I do know a little about fusion, but have forgotten many details. Three things are important to recognize:

(1)The rate of fusion, FR, (at constant temperature) is proportional to the square of the density, &rho;. That is, the number of collision/ second that can overcome the very strong Coulomb (positive electric charges of the nuclei repel very strongly at short range) forces that exist when the separation is small enough for the very short range nuclear force to begin to attract the colliding particles is proportion to &rho;^2.

(2)Only a very small fraction of the thermal distribution of the colliding particles, those in the extreme energy range of the Maxwellian distribution, have sufficient energy, E, even in a "head-on" collision to over come the Coulomb forces and "fuse." This fraction is essentially an exponential function of temperature, T, or proportional to exp{-(E/T)}. (I am not worrying about the units.)

(3)The pressure, P, in a star becoming a BH is essentially a function of the distance, r, from the center of mass. Although relativistic effects may be important (at very high temperatures, a few of the electrons in the "Maxwellian tail" of the distribution have their velocity limited by c.) the ideal gas law is not an unreasonable approximation for the pressure / temperature relationship. Thus P(&rho; ,T) = &rho; * T = P(r).

From (1) & (2), the fusion rate, FR ~ &rho;^2 * exp{-(E/T)} where ~ means "is proportional to"

Using (3) to replace &rho; just above:
FR ~ [{P(r)}/T]^2 * exp{-(E/T)} but we can consider some particular "r" and or even better the set of all locations in pressure equilibrium, at pressure P, which means essentially at the same distance from the center of mass and just consider how the fusion rate depends upon temperature:

In words: the fusion rate is the product of a term decreasing quadraticly in T with a term that is an exponentially increasing function of T. Well, exponentials beat the hell out of quadratic terms, so even if there are some approximations here the following is true:

The fusion rate is a strong increasing function of temperature and small parts of the star with the same pressure as other small parts of the star that happen to have the temperature a little bit higher will have higher fusion rates, despite their lower density.
THIS IS AN INSTABILITY.
Just like the rich getting richer, the hotter parts of the star get hotter as fusion energy is released and their fusion goes to near completion while some other part of the star at essentially the same radius as other part are only slightly along with that stage of fusion.

Thus, it seems to me that the math models, which assume that the star makes iron and collapses smoothly spherically to a point, are nonsense. I think it more likely when one is speaking of a typical star that formed in the early universe (typically 100 or 200 times more massive than the sun) that several separated sub regions burn all their fuel and begin to collapse to a smaller black hole than the uniform spherical collapse model predicts. Unfortunately, this is much to complex to permit a detailed analysis by those who can do such things. I expect that the truth is that small part of these massive early universe stars, which probably are at least near the center of mass form black holes of a few stellar masses and as the do locally collapse to a point NOT EXACTLY AT THE CENTER OF MASS, the remainder of the star (90%?) is blasted into several pieces which may have stronger gravitational mutual interactions than with the first black hole formed. That is I think these big first generation stars give birth to approximately 10 to 20 black holes in relatively rapid sequence (in a tens of thousands of years).

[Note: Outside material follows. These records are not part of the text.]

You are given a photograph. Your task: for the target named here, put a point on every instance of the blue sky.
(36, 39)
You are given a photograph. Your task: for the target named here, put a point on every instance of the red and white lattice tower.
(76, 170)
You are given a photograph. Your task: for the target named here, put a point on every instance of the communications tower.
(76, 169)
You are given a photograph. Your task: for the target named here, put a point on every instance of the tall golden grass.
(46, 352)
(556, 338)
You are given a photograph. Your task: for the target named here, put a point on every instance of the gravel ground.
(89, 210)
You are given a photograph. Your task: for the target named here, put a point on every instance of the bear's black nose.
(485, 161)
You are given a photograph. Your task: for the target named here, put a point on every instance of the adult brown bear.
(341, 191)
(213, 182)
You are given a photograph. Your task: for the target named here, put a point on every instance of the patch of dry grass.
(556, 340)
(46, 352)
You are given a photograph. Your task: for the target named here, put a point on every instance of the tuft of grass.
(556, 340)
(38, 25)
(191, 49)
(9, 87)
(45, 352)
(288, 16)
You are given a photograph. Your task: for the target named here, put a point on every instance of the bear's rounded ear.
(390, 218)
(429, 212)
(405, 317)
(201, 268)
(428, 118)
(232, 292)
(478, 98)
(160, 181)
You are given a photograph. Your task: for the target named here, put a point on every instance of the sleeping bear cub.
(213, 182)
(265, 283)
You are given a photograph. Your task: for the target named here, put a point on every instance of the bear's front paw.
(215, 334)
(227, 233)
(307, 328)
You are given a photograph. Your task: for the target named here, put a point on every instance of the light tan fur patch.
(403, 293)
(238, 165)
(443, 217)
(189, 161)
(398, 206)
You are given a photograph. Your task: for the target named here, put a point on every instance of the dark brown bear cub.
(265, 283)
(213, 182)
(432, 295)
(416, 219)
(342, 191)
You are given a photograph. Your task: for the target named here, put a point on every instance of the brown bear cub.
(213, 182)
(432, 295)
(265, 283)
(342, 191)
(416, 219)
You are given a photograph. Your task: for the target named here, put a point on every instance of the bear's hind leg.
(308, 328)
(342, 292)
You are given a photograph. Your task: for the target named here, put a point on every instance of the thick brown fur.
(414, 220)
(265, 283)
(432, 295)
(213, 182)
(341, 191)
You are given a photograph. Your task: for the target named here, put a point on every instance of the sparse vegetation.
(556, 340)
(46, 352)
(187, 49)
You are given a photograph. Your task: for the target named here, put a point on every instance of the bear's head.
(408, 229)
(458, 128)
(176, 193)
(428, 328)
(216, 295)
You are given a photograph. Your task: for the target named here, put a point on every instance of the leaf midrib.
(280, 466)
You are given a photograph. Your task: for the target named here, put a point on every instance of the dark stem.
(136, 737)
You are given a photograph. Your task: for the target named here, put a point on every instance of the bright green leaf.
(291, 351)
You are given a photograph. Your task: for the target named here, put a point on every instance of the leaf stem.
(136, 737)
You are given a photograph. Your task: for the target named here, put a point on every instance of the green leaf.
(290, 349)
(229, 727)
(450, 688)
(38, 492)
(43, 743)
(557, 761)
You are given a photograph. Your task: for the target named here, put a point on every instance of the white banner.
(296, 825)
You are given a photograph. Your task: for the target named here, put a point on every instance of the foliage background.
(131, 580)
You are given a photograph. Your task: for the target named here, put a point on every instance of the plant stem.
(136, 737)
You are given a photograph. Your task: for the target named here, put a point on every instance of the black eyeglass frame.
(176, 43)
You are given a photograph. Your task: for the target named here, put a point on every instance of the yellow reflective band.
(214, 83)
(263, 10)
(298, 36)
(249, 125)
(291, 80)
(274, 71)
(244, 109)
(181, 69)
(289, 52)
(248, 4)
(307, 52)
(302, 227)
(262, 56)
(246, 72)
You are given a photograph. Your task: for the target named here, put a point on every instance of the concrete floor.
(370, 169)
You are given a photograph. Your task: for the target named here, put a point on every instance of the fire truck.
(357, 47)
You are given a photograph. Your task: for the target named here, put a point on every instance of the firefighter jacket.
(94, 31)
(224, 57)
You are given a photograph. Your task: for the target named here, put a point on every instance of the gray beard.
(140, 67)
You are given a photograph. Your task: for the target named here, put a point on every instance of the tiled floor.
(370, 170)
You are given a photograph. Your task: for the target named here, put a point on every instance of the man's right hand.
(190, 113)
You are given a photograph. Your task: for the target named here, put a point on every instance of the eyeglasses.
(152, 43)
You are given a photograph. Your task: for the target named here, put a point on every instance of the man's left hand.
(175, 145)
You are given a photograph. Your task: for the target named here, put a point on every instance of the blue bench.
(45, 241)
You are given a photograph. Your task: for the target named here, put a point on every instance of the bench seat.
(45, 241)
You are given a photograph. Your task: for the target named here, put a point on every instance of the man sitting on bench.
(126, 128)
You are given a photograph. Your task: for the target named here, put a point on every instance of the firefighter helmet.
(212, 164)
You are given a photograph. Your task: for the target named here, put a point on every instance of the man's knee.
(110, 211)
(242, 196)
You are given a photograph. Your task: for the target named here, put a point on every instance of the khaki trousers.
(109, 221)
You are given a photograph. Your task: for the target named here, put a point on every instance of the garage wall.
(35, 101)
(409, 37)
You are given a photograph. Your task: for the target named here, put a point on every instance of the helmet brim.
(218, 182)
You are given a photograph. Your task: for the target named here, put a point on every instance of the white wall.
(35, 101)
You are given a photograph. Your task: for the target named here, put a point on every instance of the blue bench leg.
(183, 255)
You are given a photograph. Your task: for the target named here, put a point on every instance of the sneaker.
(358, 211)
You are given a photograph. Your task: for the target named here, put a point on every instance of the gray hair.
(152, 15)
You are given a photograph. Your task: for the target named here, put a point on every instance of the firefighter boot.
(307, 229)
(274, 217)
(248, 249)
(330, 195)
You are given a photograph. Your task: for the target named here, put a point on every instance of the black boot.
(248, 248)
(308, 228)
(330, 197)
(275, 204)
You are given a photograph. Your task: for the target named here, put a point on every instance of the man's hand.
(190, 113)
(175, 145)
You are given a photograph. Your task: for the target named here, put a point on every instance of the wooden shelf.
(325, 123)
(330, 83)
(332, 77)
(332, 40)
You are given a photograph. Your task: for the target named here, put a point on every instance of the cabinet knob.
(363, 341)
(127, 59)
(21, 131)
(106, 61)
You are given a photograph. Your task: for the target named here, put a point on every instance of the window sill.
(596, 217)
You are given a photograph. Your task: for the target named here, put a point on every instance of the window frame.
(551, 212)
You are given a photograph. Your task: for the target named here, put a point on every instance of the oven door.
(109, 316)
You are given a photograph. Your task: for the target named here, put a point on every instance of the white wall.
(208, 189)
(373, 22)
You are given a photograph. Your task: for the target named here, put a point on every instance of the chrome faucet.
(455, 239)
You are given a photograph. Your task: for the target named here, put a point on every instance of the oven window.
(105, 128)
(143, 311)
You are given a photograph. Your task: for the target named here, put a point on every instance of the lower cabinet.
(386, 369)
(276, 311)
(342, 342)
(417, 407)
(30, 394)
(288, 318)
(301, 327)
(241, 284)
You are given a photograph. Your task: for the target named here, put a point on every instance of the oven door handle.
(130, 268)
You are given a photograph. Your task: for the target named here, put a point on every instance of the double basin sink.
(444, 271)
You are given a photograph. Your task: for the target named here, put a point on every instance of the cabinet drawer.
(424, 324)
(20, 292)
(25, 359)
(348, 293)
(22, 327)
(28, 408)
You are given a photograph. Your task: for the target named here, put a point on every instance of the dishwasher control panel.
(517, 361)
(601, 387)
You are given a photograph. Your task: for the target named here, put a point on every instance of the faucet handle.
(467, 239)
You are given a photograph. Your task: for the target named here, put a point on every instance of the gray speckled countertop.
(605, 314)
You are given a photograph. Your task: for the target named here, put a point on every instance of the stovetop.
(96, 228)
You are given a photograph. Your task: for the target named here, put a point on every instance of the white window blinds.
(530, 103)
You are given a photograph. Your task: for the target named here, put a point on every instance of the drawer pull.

The current mathematical approach to theoretically investigate how BHs form from big dying stars reminds me of the drunk looking for his car keys, which he heard drop in the dark parking lot. He looks under a lamppost half a block away, because he is not able to search in the dark. General relativity theorists are not able to compute the real collapse of a big star, so they do what they can! (At least the drunk was drunk, I do not know their excuse.)